A year ago, DreamWorks Animation Chief Executive Jeffrey Katzenberg trekked to the Bay Area headquarters of YouTube to pitch an idea to his counterpart, Salar Kamangar.
"I said to them, I love the things they are doing with YouTube in terms of building out the platform and encouraging user generated content," Katzenberg said. "But as a user, I felt the one thing that was very challenging is ... there's hundreds of hours of programming being uploaded every minute. It's inconsumable and unnavigable and, as a user, it was getting harder and harder for me to know what I should be watching."
The solution, Katzenberg suggested, was to create a show that could serve up daily highlights of the best programming on YouTube.
"I proposed to them the idea that we create for them what would be a daily lighthouse that would be for users like myself," Katzenberg said.
The concept evolved into YouTube Nation, a new daily show produced by DreamWorks Animation that will feature some of the best and most interesting videos on the video sharing website, which attracts more than 1 billion visitors each month.
Hosted by Jacob Soboroff (formerly of HuffPost Live) and executive produced by Steve Woolf and Zadi Diaz, the program debuts Tuesday at 6 p.m. on the YouTube Spotlight page and at www.youtube.com/youtubenation.
A partnership between YouTube and DreamWorks, the series marks the first program of its kind between YouTube and a major studio. YouTube is financing the show, while DreamWorks is producing the series and will share in advertising revenue.
"It's a great way to introduce people to YouTube," said Robert Kyncl, YouTube's head of content and business operations. "It helps them make sense of great content on YouTube and gets them into a daily habit of consuming it in a way that's really digestible ... it's a fantastic idea."
A team of experienced curators at YouTube Nation will handpick the top content each day in a five-minute show that includes videos, playlists, highlights and fan feedback.
The episodes will include a vast array of content, such as the YouTube original series "Video Game High School" from filmmaker and musician Freddie Wong, amateur home videos and blogs on the latest in sports, fashion and music. The idea is to capture quirky and interesting content before it becomes the next hot trend.

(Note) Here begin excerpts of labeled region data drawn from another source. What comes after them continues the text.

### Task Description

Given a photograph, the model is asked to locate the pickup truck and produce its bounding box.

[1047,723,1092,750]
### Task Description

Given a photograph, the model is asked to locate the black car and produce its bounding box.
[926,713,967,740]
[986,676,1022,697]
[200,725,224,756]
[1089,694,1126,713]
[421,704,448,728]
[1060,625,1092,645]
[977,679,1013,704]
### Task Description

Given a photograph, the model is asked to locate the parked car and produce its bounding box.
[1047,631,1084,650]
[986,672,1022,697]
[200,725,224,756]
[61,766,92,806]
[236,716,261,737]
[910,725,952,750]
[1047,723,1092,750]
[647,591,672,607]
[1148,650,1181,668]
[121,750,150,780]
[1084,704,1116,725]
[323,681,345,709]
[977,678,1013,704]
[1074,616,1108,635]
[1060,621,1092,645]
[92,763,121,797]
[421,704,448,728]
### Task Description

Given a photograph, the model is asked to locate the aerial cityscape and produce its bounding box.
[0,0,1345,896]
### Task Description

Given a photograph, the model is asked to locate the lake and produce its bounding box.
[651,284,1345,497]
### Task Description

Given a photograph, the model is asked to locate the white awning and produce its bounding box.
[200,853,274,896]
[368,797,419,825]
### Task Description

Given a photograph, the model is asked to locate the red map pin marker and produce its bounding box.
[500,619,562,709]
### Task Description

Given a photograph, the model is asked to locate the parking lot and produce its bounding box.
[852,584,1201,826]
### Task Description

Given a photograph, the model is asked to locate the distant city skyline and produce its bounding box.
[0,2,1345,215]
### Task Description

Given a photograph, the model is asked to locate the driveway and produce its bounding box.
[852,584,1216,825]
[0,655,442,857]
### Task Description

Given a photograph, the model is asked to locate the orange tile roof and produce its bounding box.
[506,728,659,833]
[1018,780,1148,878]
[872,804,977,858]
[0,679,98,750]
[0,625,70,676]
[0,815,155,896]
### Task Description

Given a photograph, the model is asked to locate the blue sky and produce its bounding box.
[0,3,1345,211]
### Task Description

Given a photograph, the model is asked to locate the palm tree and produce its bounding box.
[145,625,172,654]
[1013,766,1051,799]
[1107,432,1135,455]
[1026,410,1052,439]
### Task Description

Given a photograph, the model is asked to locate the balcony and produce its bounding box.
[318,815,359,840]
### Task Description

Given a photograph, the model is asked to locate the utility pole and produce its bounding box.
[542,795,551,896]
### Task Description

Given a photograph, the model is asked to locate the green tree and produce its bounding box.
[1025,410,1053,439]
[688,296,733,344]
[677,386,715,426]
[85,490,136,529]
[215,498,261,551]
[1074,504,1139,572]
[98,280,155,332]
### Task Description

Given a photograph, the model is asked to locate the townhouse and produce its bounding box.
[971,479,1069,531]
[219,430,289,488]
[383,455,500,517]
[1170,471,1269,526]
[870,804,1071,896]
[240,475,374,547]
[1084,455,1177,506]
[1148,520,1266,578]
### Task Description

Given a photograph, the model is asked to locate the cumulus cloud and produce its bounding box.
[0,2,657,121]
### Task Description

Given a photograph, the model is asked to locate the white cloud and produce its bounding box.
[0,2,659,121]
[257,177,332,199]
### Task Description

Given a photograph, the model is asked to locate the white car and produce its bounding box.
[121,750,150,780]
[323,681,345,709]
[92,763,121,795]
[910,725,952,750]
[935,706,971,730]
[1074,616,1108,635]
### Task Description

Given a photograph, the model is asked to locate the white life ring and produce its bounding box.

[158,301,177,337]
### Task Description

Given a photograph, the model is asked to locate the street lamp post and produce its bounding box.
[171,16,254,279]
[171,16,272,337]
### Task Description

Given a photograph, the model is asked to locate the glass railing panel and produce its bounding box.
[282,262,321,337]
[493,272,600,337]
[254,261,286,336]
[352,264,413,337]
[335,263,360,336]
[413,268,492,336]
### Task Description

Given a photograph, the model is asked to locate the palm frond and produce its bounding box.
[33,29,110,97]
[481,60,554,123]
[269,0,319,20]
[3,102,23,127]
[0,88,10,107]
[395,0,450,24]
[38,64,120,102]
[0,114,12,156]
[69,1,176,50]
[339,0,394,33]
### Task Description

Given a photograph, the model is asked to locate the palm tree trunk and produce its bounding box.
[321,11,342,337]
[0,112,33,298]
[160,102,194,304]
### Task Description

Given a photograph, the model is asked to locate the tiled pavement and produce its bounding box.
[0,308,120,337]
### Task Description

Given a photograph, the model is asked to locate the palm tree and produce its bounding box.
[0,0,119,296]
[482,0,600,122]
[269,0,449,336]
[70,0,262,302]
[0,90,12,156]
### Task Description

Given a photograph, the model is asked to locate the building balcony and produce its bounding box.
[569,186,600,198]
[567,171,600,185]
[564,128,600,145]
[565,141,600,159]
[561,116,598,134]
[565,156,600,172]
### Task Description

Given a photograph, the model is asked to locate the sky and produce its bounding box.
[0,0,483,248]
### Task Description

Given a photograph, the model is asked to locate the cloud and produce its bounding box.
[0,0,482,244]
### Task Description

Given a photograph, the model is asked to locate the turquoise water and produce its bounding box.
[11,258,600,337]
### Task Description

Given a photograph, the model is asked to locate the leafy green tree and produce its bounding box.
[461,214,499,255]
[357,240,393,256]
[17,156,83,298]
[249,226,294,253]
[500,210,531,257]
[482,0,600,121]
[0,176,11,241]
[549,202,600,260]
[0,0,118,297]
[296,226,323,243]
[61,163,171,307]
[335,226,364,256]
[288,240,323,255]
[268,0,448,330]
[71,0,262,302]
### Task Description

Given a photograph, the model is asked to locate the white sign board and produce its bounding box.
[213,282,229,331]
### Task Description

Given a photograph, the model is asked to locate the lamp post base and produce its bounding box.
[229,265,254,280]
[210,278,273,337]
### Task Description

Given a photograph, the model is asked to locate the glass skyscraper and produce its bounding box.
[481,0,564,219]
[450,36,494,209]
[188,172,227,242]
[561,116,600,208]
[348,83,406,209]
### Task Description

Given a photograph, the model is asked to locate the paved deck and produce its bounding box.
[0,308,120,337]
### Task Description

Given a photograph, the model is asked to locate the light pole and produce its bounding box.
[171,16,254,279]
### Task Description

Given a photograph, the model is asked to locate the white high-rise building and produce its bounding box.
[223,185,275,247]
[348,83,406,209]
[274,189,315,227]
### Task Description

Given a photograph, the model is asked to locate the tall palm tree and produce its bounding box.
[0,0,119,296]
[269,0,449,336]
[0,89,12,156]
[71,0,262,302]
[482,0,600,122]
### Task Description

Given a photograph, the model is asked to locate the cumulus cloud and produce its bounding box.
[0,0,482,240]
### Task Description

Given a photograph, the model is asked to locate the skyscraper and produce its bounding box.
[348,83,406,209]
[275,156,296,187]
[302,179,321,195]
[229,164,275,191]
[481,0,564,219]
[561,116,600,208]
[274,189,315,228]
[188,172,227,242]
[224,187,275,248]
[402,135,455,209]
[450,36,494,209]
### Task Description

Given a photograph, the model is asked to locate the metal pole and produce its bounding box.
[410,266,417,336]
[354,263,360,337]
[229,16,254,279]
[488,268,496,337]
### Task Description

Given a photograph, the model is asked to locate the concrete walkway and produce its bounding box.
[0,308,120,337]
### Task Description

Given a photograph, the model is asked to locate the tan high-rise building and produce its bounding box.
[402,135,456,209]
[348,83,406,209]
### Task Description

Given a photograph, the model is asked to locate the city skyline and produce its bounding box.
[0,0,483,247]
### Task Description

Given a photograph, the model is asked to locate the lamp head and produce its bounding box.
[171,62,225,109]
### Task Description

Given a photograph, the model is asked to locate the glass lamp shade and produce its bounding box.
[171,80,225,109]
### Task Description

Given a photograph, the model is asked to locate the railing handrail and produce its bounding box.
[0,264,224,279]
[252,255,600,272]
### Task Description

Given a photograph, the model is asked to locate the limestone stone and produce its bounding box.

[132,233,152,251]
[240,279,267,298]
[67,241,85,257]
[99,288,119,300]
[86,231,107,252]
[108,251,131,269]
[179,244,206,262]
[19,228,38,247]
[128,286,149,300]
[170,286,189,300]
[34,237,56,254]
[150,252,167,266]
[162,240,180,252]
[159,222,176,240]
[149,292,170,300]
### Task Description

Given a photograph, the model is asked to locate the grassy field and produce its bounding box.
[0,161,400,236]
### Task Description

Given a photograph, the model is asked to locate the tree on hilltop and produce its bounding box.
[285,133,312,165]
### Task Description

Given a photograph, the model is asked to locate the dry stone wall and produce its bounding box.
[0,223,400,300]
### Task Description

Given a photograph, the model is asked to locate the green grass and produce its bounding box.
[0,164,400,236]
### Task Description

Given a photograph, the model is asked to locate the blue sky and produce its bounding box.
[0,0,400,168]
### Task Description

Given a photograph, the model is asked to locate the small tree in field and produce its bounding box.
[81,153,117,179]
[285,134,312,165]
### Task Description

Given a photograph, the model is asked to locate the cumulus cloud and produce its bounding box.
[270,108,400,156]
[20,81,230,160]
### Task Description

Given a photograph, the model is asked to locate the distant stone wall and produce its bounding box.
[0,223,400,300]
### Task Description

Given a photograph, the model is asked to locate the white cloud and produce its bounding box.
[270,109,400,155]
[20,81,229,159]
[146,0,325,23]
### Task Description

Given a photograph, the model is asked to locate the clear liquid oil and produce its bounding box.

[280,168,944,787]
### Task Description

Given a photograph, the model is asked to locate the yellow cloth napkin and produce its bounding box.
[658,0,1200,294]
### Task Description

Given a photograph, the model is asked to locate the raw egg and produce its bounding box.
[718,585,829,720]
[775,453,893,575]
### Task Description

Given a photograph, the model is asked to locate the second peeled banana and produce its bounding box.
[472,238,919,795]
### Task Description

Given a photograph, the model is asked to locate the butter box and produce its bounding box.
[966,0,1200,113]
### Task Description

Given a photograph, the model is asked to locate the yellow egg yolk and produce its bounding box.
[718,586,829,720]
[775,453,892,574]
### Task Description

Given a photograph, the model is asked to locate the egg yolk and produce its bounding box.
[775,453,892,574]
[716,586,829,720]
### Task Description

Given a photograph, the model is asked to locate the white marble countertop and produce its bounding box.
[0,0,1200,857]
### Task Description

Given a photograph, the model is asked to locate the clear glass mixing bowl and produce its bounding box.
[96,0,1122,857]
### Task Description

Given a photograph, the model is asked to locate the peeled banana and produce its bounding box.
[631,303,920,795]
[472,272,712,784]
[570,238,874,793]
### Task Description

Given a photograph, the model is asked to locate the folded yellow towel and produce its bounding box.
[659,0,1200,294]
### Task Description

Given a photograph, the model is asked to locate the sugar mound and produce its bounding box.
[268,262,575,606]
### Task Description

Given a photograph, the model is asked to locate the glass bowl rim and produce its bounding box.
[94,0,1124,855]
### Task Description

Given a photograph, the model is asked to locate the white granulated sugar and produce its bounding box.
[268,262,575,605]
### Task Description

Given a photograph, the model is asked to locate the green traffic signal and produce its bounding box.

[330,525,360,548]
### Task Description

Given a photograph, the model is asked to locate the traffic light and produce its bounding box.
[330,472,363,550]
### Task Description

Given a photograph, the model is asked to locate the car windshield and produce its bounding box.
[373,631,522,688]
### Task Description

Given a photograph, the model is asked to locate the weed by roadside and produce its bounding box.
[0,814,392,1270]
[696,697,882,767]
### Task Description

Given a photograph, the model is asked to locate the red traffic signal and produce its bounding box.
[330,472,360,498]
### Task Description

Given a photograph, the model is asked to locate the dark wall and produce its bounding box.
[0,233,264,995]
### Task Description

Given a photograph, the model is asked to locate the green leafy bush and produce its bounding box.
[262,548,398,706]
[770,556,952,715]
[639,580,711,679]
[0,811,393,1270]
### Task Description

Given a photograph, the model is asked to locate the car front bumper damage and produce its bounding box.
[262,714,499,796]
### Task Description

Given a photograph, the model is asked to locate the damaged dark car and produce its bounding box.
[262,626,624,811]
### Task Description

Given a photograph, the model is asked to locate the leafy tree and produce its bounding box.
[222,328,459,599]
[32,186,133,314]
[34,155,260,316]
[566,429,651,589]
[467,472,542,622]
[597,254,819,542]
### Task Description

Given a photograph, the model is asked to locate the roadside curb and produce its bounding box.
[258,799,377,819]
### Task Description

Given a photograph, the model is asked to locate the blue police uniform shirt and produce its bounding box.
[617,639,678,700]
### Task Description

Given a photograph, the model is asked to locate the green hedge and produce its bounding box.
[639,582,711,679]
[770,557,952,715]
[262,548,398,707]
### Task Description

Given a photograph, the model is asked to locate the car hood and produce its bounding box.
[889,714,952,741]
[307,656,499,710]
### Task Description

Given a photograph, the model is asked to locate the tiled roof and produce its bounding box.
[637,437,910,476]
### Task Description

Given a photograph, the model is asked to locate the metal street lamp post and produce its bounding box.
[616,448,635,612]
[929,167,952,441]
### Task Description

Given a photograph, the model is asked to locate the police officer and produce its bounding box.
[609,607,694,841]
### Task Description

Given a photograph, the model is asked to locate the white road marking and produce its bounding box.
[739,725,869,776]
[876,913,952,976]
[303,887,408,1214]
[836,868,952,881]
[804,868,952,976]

In all, about 50 people are working on the production, which is based out of a studio in Playa Vista.
While there are other shows that feature popular YouTube content, YouTube Nation won't have a specific comedic bent, not will it be driven by one personality.
"It's the difference between the Colbert Report and Headline News," Katzenberg said.
He said the service will not be used to market or promote DreamWorks Animation characters or those from its newly acquired Classic Media Library. The Glendale studio has agreed to produce 300 hours of animated programming for global streaming service Netflix.
Nor will there be any tie-in with Awesomeness TV, the YouTube teen network channel DreamWorks acquired last year for $33 million in cash.
"This is not DreamWorks branded in any fashion, shape or form," Katzenberg said.
Rather, he described the venture as a "business opportunity" to capitalize on the Internet as a growing content platform.
The venture also is the latest in a series of moves by DreamWorks Animation to transform itself from a pure-play feature animation studio to a broad-based digital media entertainment company. DreamWorks recently partnered with El Segundo company Fuhu Inc.to create DreamTab, a computer tablet designed for kids.
"We think it is one of the places of greatest opportunity for any content creator over the next couple of years," Katzenberg said of YouTube. "YouTube Nation will be a very good and a very valuable business for us."